In the end, Megan didn’t go to the clinic that morning. She never even left the house.
It was only the form and figure of Megan who left early in the morning to study at the library; that drove slowly as Megan would not have. It wasn’t Megan that sat in the parking lot staring at her hands because she was too early, as Megan would not have been.
She didn’t board the metro bus which Megan never rode, or purposely get off four stops too early in the blistering cold that Megan hated.
It was not Megan who entered the warm, cozy waiting area, signed in at the desk, and responded automatically to the receptionist’s attempt at a reassuring smile. Megan was miles away when the brown haired, brown eyed teenager, looking so much smaller and more vulnerable than Megan herself, lay waiting on the table, silent tears tracking down her temples into her hair.
Megan wasn’t there to wake later, and respond politely and perfunctorily to the nurse’s questions and instructions, or leave a while later and fight her weary legs to pass two bus stops before boarding the one that would take her back up-town. Or get in the car, in spite of instructions to the contrary, and drive carefully back home.
It wasn’t Megan who went immediately to her bedroom to lie down, claiming a headache from so much studying, not noticing that she’d left her backpack in the car.

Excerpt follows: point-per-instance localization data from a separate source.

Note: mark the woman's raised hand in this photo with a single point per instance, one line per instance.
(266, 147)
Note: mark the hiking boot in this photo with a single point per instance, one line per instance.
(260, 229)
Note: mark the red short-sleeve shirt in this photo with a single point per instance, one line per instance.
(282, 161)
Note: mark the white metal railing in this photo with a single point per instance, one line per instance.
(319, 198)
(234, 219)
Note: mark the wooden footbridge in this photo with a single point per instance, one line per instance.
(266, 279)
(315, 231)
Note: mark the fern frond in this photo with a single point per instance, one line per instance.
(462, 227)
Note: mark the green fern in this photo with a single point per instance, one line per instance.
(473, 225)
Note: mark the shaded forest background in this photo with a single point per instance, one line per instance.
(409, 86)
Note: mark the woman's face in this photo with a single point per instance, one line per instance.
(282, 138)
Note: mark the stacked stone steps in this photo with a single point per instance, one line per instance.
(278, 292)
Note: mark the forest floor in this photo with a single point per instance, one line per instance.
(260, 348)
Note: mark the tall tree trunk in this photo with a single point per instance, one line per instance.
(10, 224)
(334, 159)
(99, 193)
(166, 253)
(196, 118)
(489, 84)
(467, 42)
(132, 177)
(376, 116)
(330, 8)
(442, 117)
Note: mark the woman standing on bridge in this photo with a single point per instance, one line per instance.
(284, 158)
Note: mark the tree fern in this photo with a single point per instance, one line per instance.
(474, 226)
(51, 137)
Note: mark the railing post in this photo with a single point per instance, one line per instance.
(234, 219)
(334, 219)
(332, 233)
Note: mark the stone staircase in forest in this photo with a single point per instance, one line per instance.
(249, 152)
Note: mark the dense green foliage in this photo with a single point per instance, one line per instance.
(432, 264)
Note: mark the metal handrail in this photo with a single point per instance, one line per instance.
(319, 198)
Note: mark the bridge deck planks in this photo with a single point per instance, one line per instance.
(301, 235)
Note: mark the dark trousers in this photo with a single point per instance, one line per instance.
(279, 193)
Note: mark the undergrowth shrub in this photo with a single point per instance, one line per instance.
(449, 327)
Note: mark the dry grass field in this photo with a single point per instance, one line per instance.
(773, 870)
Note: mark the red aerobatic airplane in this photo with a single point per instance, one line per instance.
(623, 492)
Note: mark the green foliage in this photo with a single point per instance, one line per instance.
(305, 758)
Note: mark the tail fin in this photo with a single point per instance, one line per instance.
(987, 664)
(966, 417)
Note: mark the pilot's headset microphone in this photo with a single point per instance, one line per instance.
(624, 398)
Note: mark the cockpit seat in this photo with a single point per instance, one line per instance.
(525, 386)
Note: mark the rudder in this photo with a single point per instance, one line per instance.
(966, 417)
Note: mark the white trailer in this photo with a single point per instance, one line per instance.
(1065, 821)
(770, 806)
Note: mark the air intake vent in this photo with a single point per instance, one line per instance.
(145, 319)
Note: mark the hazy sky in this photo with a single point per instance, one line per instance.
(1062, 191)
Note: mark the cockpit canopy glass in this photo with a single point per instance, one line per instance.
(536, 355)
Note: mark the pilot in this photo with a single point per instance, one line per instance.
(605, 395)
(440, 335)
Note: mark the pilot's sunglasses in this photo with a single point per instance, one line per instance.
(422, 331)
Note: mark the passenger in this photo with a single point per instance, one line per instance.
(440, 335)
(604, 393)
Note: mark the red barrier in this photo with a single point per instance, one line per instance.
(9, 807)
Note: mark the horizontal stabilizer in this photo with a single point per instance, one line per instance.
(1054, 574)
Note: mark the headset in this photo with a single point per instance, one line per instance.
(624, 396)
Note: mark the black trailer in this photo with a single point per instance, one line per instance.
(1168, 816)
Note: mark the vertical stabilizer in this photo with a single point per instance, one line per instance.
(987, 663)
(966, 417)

Megan didn’t cry herself to sleep that afternoon, or later when the prescription pulled her gently into sleep that night. She didn’t cry that day or that week or ever for the girl who left behind a piece of her soul that morning in the clinic with the walls that were a cool, soothing green and the staff that was quiet, efficient and kind. Megan wasn’t one who could summon tears for another’s pain.
And nothing had happened to Megan worth crying about.